The UN identified at least 13 detention sites controlled by Wazalendo leaders where detainees were frequently subjected to torture and other ill-treatment.

Inhumane detention conditions

Detainees at M23 detention facilities (see above) experienced inhumane and degrading detention conditions. M23 fighters forced detainees to sleep while sitting or standing on a concrete floor. Cells were dark, hot and poorly ventilated. Detainees received only one meal a day, usually consisting of a plate of boiled corn to be shared. There was often no running water and detainees spent weeks without bathing. Some detainees drank each other’s urine or rainwater. At the Mount Goma detention site, there were three toilets for hundreds of detainees who were allowed to use the bathroom once a day; some resorted to defecating into bags or boxes.

Human rights defenders

Numerous human rights defenders based in North-Kivu and South-Kivu fled M23-controlled areas; many sought refuge in neighbouring countries. M23 repeatedly detained, interrogated, intimidated, ill-treated and, in some cases, tortured civil society members, human rights defenders and journalists. In February an M23 representative stated publicly that the group did not want civil society groups to be active in areas under its control, and that all problems should be brought to them, not to civil society organizations. In March, an M23 fighter detained a civil society activist in Goma and threatened to kill him for denouncing M23 abuses. The group held him at the 34th Military Region Compound where they whipped him and beat his ears until his nose bled. He was later released.

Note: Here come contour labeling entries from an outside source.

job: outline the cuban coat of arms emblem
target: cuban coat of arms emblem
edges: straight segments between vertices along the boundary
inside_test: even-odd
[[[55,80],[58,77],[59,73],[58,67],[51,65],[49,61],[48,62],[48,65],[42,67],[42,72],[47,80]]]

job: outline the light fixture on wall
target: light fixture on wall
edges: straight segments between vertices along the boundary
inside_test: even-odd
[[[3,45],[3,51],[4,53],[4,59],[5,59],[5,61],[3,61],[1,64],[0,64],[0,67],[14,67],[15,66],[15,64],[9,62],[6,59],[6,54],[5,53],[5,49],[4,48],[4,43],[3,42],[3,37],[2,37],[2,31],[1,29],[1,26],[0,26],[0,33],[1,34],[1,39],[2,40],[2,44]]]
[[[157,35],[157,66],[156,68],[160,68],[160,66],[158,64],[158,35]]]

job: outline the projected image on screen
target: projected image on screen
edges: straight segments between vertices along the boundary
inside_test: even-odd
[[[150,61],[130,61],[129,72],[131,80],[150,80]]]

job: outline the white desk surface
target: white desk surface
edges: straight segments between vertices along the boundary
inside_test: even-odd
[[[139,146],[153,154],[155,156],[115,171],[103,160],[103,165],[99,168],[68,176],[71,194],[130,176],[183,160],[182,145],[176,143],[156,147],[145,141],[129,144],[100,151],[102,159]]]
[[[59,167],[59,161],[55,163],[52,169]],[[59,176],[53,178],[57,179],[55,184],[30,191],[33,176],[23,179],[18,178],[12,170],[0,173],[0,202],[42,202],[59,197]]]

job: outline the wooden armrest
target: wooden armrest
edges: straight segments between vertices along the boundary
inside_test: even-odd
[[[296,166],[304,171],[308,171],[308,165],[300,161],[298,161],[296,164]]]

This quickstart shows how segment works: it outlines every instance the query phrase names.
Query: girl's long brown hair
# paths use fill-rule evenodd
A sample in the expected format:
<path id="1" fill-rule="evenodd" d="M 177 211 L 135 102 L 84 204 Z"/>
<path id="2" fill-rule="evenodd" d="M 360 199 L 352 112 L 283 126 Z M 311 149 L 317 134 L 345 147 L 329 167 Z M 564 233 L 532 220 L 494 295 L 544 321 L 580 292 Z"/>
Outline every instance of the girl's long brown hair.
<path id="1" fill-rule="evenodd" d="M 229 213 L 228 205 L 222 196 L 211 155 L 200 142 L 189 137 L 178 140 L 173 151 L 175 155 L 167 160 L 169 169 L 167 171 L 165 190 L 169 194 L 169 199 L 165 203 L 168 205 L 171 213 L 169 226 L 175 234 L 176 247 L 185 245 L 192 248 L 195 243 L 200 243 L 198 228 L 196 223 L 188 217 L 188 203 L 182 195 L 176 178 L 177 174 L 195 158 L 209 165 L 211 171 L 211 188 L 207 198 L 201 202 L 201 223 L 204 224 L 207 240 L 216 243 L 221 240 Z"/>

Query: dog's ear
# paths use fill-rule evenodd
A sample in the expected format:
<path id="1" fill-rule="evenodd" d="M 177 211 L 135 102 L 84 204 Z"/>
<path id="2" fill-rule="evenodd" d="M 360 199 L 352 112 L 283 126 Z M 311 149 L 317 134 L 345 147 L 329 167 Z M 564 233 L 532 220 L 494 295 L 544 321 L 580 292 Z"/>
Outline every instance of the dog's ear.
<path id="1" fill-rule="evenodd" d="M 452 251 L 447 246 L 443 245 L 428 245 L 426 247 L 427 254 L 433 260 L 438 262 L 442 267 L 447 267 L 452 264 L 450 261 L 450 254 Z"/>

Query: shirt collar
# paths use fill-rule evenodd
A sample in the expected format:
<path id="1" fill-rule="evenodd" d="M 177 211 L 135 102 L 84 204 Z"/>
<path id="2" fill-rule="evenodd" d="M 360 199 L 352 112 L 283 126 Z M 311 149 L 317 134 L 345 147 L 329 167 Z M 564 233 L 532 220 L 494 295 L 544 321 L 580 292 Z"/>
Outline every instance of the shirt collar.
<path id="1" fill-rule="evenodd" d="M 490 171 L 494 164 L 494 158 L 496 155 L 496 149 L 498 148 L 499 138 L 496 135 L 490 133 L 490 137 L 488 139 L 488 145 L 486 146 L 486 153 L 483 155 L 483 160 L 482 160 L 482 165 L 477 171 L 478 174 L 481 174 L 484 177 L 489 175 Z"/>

In the same month, M23 fighters detained another civil society member outside Goma. They demanded that he explain why he had defamed their movement, and also to tell them how they killed civilians, and how many people they had raped. They made him lie on his stomach while a man sat on his shoulders and another on his legs. Meanwhile, an M23 fighter whipped his buttocks and thighs. He was released later that evening.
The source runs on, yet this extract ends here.